Finding the R community a barrier to entry, Python looks elsewhere for lunch - j4ke
http://joelcadwell.blogspot.com/2014/01/finding-r-community-barrier-to-entry.html

======
pwang
There are several dynamics all intertwined.

1\. Increased need for advanced statistical tools beyond just Excel and more
affordable (and more modern) than SAS. This means that R is getting more and
more attention from business analytics folks, just as Python is as well. If
someone lives only in one of these communities, it's possible to misinterpret
this overall expansion as being specific to just their language/ecosystem.

2\. More heterogeneous data streams and increased data volumes mean that
traditional the data warehouse pipeline model of ingest -> clean ->
structuring/modelling -> analysis is breaking down. (Cloudera, for instance,
acknowledges their evolving customer needs in the DW space by branding their
Hadoop stack as being an "Enterprise Data Hub".) However, most people are
_not_ sold on the idea that there is a Single Unicorn Vendor that will sell
them a single silo or comprehensive BI suite that fixes everything. Instead,
in the face of increased demands for agility and increased heterogeneity, ad-
hoc data munging is a real need. This is an area where Python truly excels.

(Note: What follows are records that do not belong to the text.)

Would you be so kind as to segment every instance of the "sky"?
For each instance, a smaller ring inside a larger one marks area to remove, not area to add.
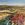
[[[0,4],[7,5],[25,5],[25,0],[0,0]]]

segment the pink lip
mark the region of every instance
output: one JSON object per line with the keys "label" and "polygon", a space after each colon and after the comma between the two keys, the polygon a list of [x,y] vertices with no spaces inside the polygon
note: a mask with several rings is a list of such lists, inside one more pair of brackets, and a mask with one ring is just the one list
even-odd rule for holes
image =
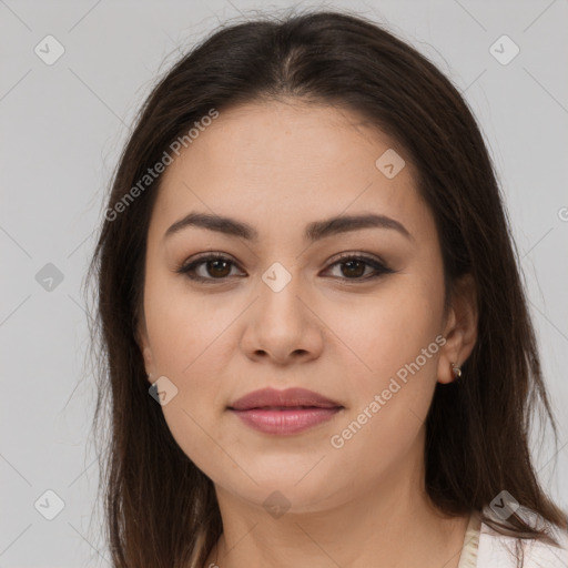
{"label": "pink lip", "polygon": [[254,390],[229,409],[264,434],[297,434],[329,420],[343,406],[305,388]]}

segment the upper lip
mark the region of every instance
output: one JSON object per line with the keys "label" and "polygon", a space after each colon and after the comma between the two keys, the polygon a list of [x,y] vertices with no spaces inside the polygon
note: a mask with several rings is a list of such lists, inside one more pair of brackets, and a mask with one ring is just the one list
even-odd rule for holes
{"label": "upper lip", "polygon": [[315,406],[320,408],[336,408],[342,405],[306,388],[261,388],[253,390],[234,403],[229,408],[233,410],[250,410],[267,406]]}

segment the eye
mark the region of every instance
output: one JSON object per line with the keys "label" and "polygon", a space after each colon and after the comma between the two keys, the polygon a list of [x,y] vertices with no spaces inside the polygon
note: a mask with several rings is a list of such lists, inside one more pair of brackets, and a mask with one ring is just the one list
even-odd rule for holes
{"label": "eye", "polygon": [[[205,275],[203,275],[203,271],[201,274],[197,274],[197,268],[201,268],[202,265],[204,265]],[[223,281],[231,273],[232,265],[235,265],[235,263],[227,256],[222,254],[207,254],[179,266],[175,272],[185,274],[190,280],[196,282]],[[211,277],[206,274],[211,275]]]}
{"label": "eye", "polygon": [[[339,260],[334,262],[327,270],[333,268],[334,266],[339,266],[339,272],[342,274],[339,278],[344,276],[342,280],[352,281],[368,281],[383,274],[392,274],[395,272],[376,258],[353,253],[341,256]],[[341,266],[344,266],[345,268],[341,268]],[[365,271],[368,267],[374,268],[374,273],[372,272],[371,275],[365,275]]]}
{"label": "eye", "polygon": [[[190,280],[195,282],[212,283],[214,281],[226,281],[231,275],[231,268],[233,266],[236,266],[236,263],[231,258],[223,254],[214,253],[200,256],[187,264],[179,266],[175,272],[179,274],[185,274]],[[339,280],[347,281],[368,281],[383,274],[392,274],[396,272],[387,267],[377,258],[353,253],[342,255],[337,261],[331,264],[326,271],[329,271],[335,266],[345,267],[341,268],[342,275],[337,277]],[[366,271],[369,267],[374,270],[371,275],[368,273],[366,274]],[[203,268],[201,270],[201,273],[200,268]]]}

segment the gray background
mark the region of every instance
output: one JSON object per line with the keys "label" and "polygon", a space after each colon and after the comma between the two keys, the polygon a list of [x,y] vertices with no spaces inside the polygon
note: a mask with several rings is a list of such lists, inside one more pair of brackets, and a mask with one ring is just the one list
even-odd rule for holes
{"label": "gray background", "polygon": [[[81,293],[105,186],[134,112],[180,49],[240,11],[288,6],[0,0],[0,568],[110,566],[101,519],[92,516],[99,476],[89,443],[94,389]],[[560,416],[559,452],[547,435],[535,444],[535,458],[567,508],[568,2],[296,6],[347,7],[387,23],[453,79],[477,115],[506,194]],[[52,65],[34,52],[48,34],[65,50]],[[520,49],[508,64],[490,51],[503,34]],[[499,45],[501,58],[511,54]],[[49,489],[64,503],[53,520],[34,508],[40,499],[38,509],[55,511]]]}

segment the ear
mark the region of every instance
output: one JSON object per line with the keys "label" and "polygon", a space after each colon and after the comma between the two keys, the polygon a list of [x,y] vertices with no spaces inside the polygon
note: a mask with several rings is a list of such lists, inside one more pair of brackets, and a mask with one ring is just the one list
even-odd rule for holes
{"label": "ear", "polygon": [[477,341],[477,287],[471,274],[460,276],[452,293],[450,308],[445,320],[445,345],[438,358],[438,382],[456,379],[452,363],[462,366],[471,354]]}
{"label": "ear", "polygon": [[134,339],[140,347],[140,352],[142,353],[142,357],[144,358],[144,367],[146,371],[146,375],[151,375],[148,377],[149,383],[153,383],[155,381],[155,367],[154,367],[154,358],[152,355],[152,348],[150,347],[150,339],[148,337],[148,328],[145,324],[145,318],[142,315],[140,317],[139,324],[136,326],[134,333]]}

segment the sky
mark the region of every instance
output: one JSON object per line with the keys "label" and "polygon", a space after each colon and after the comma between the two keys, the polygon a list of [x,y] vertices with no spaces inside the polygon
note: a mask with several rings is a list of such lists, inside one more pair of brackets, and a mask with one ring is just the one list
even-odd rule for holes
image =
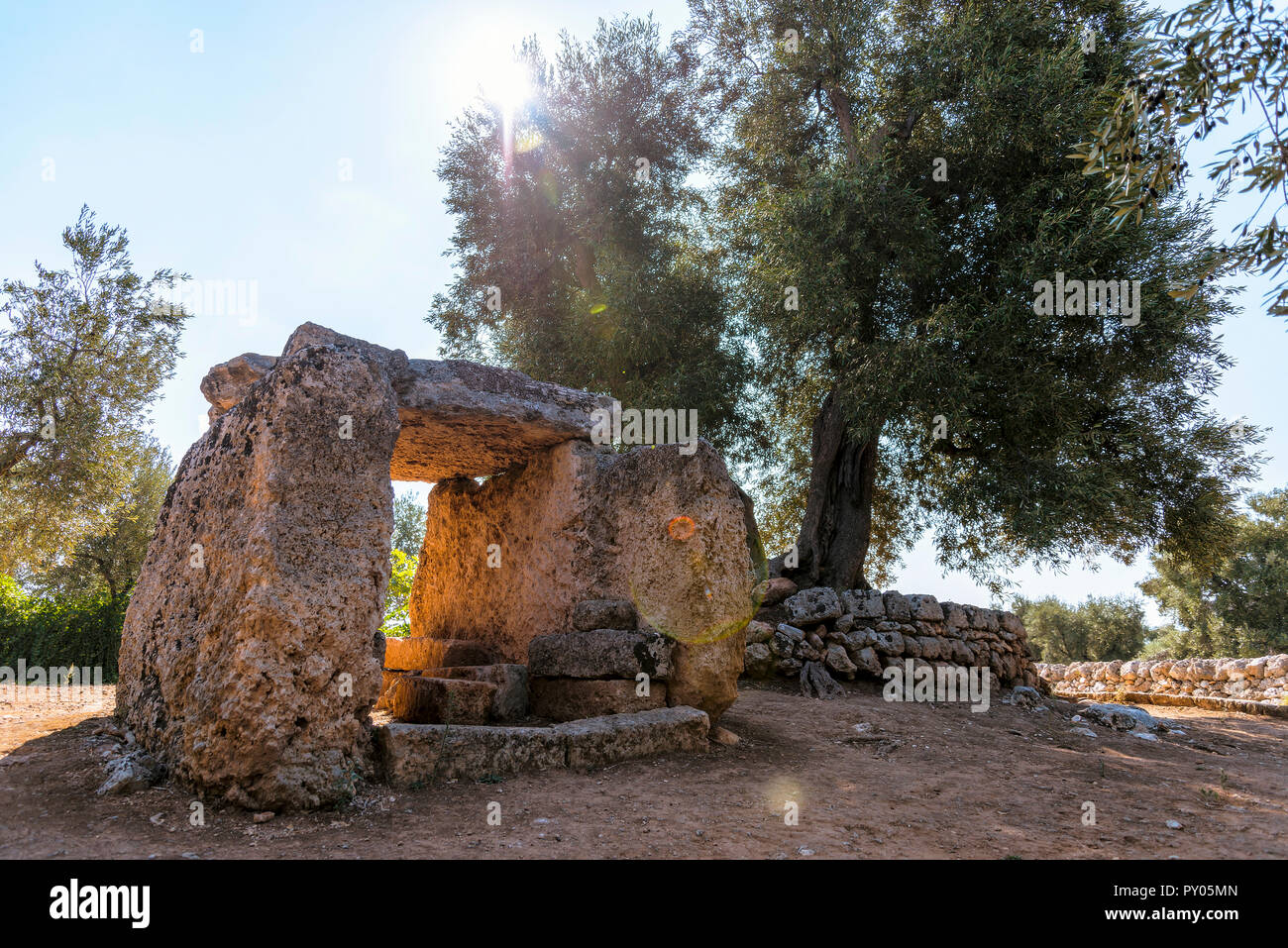
{"label": "sky", "polygon": [[[66,267],[61,234],[82,204],[128,228],[138,272],[192,276],[200,310],[153,412],[176,462],[205,424],[198,386],[210,366],[243,352],[278,354],[305,321],[434,358],[439,339],[424,316],[451,281],[443,251],[453,222],[434,173],[450,122],[480,89],[504,94],[497,77],[523,37],[535,33],[553,49],[560,30],[585,37],[600,17],[648,12],[665,35],[687,15],[683,0],[6,0],[0,276],[30,281],[37,259]],[[1230,128],[1234,138],[1243,126]],[[1215,152],[1193,148],[1191,166]],[[1195,184],[1195,193],[1208,189]],[[1243,198],[1220,207],[1218,234],[1253,206]],[[1282,428],[1285,325],[1266,316],[1267,280],[1234,285],[1244,287],[1242,312],[1222,331],[1235,366],[1215,408]],[[1288,483],[1288,430],[1270,430],[1261,451],[1269,461],[1253,487]],[[1140,595],[1135,583],[1148,573],[1142,556],[1063,573],[1018,564],[1009,578],[1028,598],[1081,602]],[[929,538],[907,558],[898,586],[990,602],[969,576],[939,568]],[[1149,621],[1160,622],[1145,605]]]}

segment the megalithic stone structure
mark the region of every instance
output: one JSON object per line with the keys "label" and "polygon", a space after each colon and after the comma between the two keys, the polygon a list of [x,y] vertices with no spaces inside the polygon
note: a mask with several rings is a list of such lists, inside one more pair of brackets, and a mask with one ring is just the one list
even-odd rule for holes
{"label": "megalithic stone structure", "polygon": [[180,781],[282,809],[344,799],[370,772],[390,478],[438,483],[415,631],[522,663],[578,603],[630,598],[674,639],[668,703],[714,717],[737,697],[759,542],[710,446],[596,447],[607,397],[314,323],[281,357],[215,366],[202,393],[211,425],[166,496],[117,689]]}

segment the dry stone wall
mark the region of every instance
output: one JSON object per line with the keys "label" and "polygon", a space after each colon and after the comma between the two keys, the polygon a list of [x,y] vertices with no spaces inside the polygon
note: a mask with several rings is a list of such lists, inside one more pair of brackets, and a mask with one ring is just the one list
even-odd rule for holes
{"label": "dry stone wall", "polygon": [[911,658],[914,667],[989,668],[1003,685],[1038,683],[1018,616],[929,595],[797,591],[790,580],[775,578],[746,635],[751,678],[795,678],[809,662],[819,662],[832,678],[853,680],[880,676]]}
{"label": "dry stone wall", "polygon": [[1282,703],[1288,654],[1260,658],[1132,659],[1038,665],[1056,694],[1128,694]]}

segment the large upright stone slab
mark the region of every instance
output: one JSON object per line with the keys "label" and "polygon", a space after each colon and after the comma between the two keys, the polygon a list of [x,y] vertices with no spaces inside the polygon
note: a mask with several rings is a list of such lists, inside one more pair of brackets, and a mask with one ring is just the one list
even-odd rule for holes
{"label": "large upright stone slab", "polygon": [[381,678],[397,435],[379,361],[303,348],[184,456],[117,687],[130,729],[180,781],[256,809],[350,791]]}
{"label": "large upright stone slab", "polygon": [[618,453],[544,451],[479,484],[439,482],[408,611],[412,634],[482,641],[524,662],[586,599],[635,604],[675,641],[672,703],[717,717],[737,697],[741,630],[755,612],[750,501],[699,442]]}

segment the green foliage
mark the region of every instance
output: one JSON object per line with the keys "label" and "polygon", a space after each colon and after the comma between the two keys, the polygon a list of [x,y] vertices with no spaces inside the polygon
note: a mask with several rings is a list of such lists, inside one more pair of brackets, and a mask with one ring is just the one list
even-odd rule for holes
{"label": "green foliage", "polygon": [[1151,629],[1137,658],[1222,658],[1211,640],[1191,629]]}
{"label": "green foliage", "polygon": [[128,596],[143,567],[173,479],[170,453],[147,439],[124,502],[107,531],[81,540],[70,556],[46,572],[24,577],[27,583],[49,595],[84,596],[106,590],[112,599]]}
{"label": "green foliage", "polygon": [[[1105,90],[1144,67],[1130,43],[1142,14],[1101,0],[690,9],[725,143],[726,270],[777,439],[772,498],[788,505],[765,519],[799,522],[809,419],[833,393],[855,438],[881,439],[886,562],[931,529],[945,568],[998,587],[1025,559],[1217,542],[1260,435],[1209,408],[1227,294],[1170,294],[1215,259],[1207,209],[1173,196],[1106,233],[1099,184],[1068,157]],[[1139,325],[1036,313],[1037,281],[1057,272],[1141,281]]]}
{"label": "green foliage", "polygon": [[103,680],[115,681],[126,598],[106,590],[55,598],[28,594],[0,574],[0,665],[17,668],[103,668]]}
{"label": "green foliage", "polygon": [[1288,316],[1288,278],[1280,277],[1288,229],[1279,224],[1288,206],[1288,22],[1266,0],[1199,0],[1155,27],[1137,40],[1144,68],[1115,71],[1117,88],[1126,89],[1106,99],[1094,116],[1095,137],[1073,157],[1086,174],[1108,179],[1113,227],[1140,223],[1184,184],[1186,144],[1221,134],[1235,108],[1251,111],[1256,128],[1221,152],[1208,178],[1222,192],[1242,180],[1243,191],[1264,194],[1261,205],[1238,238],[1173,292],[1189,299],[1226,269],[1261,269],[1279,281],[1270,312]]}
{"label": "green foliage", "polygon": [[1230,541],[1203,563],[1168,551],[1151,558],[1141,590],[1181,630],[1157,648],[1177,658],[1288,652],[1288,489],[1248,498]]}
{"label": "green foliage", "polygon": [[1054,596],[1018,598],[1011,612],[1020,617],[1041,662],[1112,662],[1136,657],[1149,629],[1145,611],[1126,596],[1088,596],[1066,605]]}
{"label": "green foliage", "polygon": [[415,563],[424,542],[425,505],[416,500],[416,495],[411,491],[395,495],[393,547]]}
{"label": "green foliage", "polygon": [[88,207],[63,232],[70,270],[5,281],[0,328],[0,571],[39,573],[102,533],[148,464],[137,431],[174,374],[184,277],[134,273],[120,227]]}
{"label": "green foliage", "polygon": [[429,322],[453,353],[626,407],[697,410],[725,452],[753,439],[739,410],[748,357],[728,337],[688,182],[708,152],[693,63],[630,18],[600,21],[589,43],[564,35],[553,62],[535,40],[519,55],[529,100],[513,116],[466,109],[438,166],[459,276]]}
{"label": "green foliage", "polygon": [[394,547],[389,551],[389,591],[385,592],[385,621],[380,631],[385,635],[407,635],[411,631],[411,617],[407,603],[411,600],[411,583],[416,578],[416,558],[408,556]]}

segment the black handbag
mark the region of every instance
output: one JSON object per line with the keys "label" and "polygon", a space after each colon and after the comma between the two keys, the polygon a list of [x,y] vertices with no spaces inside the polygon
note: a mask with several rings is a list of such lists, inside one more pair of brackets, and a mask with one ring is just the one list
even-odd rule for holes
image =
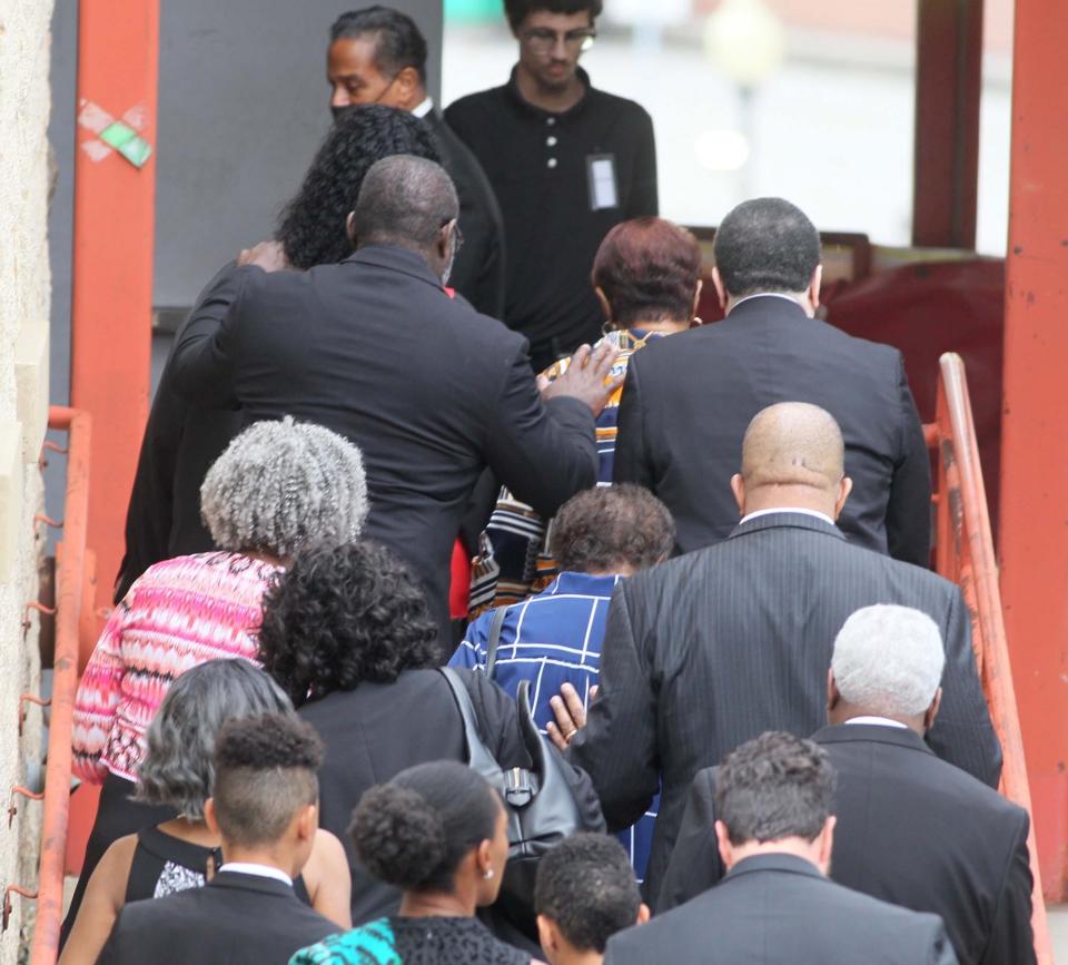
{"label": "black handbag", "polygon": [[531,712],[528,680],[520,683],[516,703],[532,767],[504,770],[483,741],[463,678],[452,668],[439,669],[464,719],[467,762],[501,792],[508,814],[508,863],[495,907],[536,942],[534,878],[538,860],[570,835],[604,831],[604,818],[599,809],[583,807],[575,794],[575,769],[538,731]]}

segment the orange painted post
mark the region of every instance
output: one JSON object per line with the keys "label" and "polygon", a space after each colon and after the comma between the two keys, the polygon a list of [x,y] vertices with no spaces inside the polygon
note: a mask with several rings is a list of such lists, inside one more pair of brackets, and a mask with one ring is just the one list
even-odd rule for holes
{"label": "orange painted post", "polygon": [[97,425],[89,544],[105,607],[148,414],[158,0],[86,0],[78,31],[70,394]]}
{"label": "orange painted post", "polygon": [[[158,0],[80,4],[70,396],[96,426],[88,542],[99,580],[82,628],[90,640],[93,614],[111,603],[148,415],[158,40]],[[95,794],[75,796],[72,870],[95,810]]]}
{"label": "orange painted post", "polygon": [[1017,0],[1001,595],[1047,898],[1068,898],[1068,3]]}
{"label": "orange painted post", "polygon": [[44,769],[44,814],[37,920],[30,965],[53,965],[63,914],[63,872],[70,798],[70,739],[78,688],[78,637],[83,597],[89,465],[92,420],[72,408],[52,406],[48,424],[70,433],[67,455],[67,499],[63,541],[57,552],[56,671],[52,679],[48,762]]}

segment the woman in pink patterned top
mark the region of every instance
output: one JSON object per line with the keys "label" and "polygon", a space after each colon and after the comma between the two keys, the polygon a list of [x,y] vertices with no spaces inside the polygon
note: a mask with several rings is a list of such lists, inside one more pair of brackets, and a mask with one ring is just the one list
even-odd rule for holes
{"label": "woman in pink patterned top", "polygon": [[359,450],[291,419],[235,439],[200,500],[219,551],[146,570],[108,620],[78,687],[73,769],[103,788],[67,923],[111,841],[174,817],[129,800],[146,731],[171,682],[207,660],[255,660],[273,577],[306,548],[353,541],[367,514]]}

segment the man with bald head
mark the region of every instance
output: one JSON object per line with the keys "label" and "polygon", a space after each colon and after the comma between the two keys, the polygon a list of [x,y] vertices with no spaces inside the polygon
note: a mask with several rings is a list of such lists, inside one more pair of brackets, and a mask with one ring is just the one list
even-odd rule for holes
{"label": "man with bald head", "polygon": [[555,738],[573,738],[572,760],[593,779],[610,829],[644,814],[661,787],[645,878],[654,907],[693,776],[765,730],[805,737],[820,727],[834,637],[860,607],[899,603],[934,621],[945,696],[928,744],[997,785],[1001,749],[960,590],[846,540],[834,524],[852,488],[843,449],[822,408],[791,402],[759,412],[731,480],[741,522],[722,543],[621,583],[589,722],[581,705],[572,721],[557,713]]}
{"label": "man with bald head", "polygon": [[192,319],[171,360],[176,388],[201,406],[239,406],[246,422],[291,415],[359,446],[364,533],[422,578],[443,662],[449,558],[482,471],[555,514],[596,481],[594,416],[616,386],[605,381],[614,353],[585,347],[574,377],[540,393],[526,341],[451,297],[458,213],[438,165],[379,160],[348,216],[348,258],[238,268],[229,314]]}
{"label": "man with bald head", "polygon": [[853,492],[840,528],[858,545],[930,564],[930,456],[901,353],[817,317],[820,236],[782,198],[743,201],[715,233],[712,283],[726,317],[635,354],[620,403],[615,481],[651,490],[675,519],[676,550],[725,540],[726,480],[758,411],[825,408]]}

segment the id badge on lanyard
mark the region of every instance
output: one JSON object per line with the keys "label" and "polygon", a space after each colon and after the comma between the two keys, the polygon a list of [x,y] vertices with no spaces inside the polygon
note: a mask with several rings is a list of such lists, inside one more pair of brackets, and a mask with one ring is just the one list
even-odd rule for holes
{"label": "id badge on lanyard", "polygon": [[586,180],[590,185],[591,211],[603,211],[620,206],[614,154],[586,155]]}

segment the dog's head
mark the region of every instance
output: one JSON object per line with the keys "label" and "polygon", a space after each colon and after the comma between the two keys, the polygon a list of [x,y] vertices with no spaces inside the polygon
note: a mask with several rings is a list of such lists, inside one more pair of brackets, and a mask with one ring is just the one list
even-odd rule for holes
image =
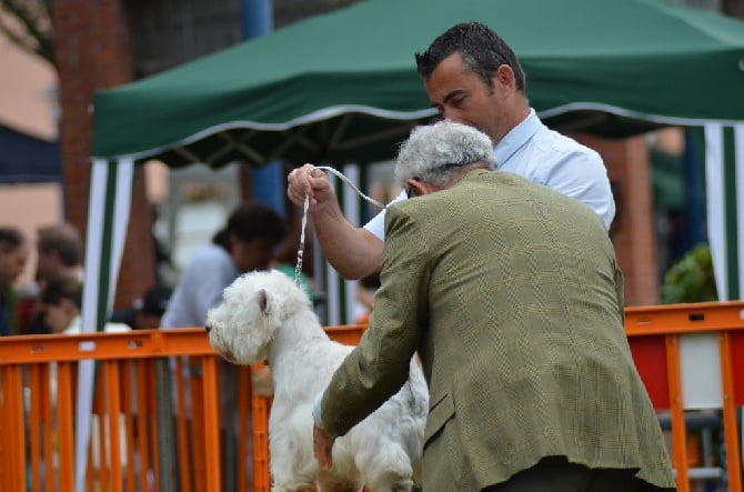
{"label": "dog's head", "polygon": [[208,311],[209,342],[230,362],[254,364],[267,358],[277,329],[301,309],[311,309],[310,299],[286,274],[245,273]]}

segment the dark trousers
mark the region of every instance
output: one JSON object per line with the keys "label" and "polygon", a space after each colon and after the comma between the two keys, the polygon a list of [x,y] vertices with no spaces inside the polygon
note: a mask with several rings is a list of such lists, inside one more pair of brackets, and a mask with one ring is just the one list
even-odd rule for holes
{"label": "dark trousers", "polygon": [[565,458],[545,458],[506,482],[484,492],[653,492],[658,489],[635,478],[634,470],[596,469],[569,463]]}

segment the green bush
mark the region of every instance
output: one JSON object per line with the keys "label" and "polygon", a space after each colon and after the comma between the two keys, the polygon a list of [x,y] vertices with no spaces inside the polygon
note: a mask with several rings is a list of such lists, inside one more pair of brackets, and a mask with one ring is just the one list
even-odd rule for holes
{"label": "green bush", "polygon": [[707,244],[698,244],[687,251],[666,271],[662,285],[664,304],[717,300],[711,248]]}

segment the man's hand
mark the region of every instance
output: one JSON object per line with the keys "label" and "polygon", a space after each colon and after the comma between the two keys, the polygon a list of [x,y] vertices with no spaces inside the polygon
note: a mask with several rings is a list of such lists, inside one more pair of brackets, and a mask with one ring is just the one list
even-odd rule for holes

3\. The author of this blog post is squarely focused in the world of stats.
This is R's home turf and of course, R and S have been the de-facto languages
of academic statisticians for decades. By the time that a user like him would
consider turning to Python, then R's days will truly be numbered. That has not
happened yet, nor is it the contention of the original blog post he was
responding to. Instead, it's the idea that there is a huge diversity of
statistical and analytical needs in the world, and Python is rapidly being
adopted in those spaces because it's easy to pick up and it is a very polyglot
tool.

The author of NumPy has commented that, "R is still king in the statistics
department (and some social sciences). Everywhere else in the university -
engineering and sciences - people use Matlab, C++, and more and more, they are
turning to Python."

------
na85
I still can't get next to the idea of a language where indentation has
semantic meaning to the interpreter.

Yuck.

Call me old fashioned but I find code with e.g. curly braces much more
readable.